The firm signed up for WebEx Communications Inc.'s subscription service, and it has no intention of looking elsewhere. "If it's not broke, don't fix it," Gardner says.
On the other hand, Doug Kandel, VP of IT for Datatec Systems Inc., a provider of technology deployment services, knew that implementing an on-site Web-conferencing system was a matter of simple arithmetic. The company bought a complete 24-port Web-conferencing device from Sonexis Inc. for $16,000, mounted it on a server rack, and had a live conferencing deployment in about an hour. The financial payoff was evident so quickly, and employee adoption came so fast, that the company soon purchased another 24-port device, doubling its investment to $32,000. A 3-cents-per-minute toll-free dial-in number that's routed through the Sonexis server provides voice conferencing to augment the device.
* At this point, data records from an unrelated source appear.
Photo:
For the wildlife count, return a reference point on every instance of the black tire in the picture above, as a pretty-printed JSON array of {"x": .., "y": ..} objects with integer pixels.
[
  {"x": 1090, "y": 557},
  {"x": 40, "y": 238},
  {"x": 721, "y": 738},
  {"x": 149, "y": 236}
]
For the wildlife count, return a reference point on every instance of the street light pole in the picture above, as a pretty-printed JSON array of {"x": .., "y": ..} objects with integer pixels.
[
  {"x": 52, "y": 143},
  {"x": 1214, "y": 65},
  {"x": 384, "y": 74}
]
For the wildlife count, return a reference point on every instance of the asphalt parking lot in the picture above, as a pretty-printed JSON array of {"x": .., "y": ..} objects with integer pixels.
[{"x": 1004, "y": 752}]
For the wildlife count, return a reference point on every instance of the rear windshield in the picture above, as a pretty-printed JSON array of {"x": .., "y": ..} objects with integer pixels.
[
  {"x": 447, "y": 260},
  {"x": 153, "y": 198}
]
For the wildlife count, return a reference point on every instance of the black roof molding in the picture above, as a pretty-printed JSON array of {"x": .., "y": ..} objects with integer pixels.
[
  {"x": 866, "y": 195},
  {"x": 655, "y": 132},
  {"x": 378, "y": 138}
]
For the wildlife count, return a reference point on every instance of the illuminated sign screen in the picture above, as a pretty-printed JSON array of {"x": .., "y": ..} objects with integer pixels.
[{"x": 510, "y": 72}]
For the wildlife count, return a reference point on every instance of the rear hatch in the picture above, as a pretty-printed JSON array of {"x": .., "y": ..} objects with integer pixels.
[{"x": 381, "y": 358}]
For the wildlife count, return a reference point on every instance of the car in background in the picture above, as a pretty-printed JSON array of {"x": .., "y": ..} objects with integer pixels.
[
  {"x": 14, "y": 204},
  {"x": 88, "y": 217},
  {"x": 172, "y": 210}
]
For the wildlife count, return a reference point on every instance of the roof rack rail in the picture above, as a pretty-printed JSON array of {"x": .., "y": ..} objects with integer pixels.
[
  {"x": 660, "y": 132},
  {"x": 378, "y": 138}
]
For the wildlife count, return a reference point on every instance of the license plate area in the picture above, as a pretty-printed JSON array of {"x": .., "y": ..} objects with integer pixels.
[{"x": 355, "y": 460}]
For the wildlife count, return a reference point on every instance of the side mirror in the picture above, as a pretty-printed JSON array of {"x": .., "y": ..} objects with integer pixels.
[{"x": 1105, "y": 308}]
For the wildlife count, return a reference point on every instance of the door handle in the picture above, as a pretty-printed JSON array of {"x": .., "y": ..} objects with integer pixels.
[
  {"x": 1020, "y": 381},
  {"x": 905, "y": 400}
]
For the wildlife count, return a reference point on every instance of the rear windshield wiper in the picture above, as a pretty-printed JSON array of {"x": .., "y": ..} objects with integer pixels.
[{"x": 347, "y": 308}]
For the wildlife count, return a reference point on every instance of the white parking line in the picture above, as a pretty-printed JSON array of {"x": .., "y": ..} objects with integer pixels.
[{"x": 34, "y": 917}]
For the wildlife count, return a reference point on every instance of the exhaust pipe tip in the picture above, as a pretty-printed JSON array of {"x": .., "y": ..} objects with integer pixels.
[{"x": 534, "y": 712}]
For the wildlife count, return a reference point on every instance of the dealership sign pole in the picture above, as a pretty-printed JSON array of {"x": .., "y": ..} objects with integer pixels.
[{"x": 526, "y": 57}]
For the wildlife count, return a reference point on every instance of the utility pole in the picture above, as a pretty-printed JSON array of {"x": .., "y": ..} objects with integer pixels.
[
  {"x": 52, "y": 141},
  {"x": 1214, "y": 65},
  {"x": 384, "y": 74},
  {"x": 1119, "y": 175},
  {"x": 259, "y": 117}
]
Compare that to the $3,000 a month the company had been paying for WebEx's service, plus $8,000 a month or more in teleconferencing charges, and Datatec earned a return on its Sonexis investment in just two months.
Best of all, Kandel says, "it's brought a new sense of unity to the company." Having the system in-house lets people conference at will, without considering whether they need budget approval or have reached their department's conferencing allowance. Taking those concerns away practically makes collaboration a sure thing.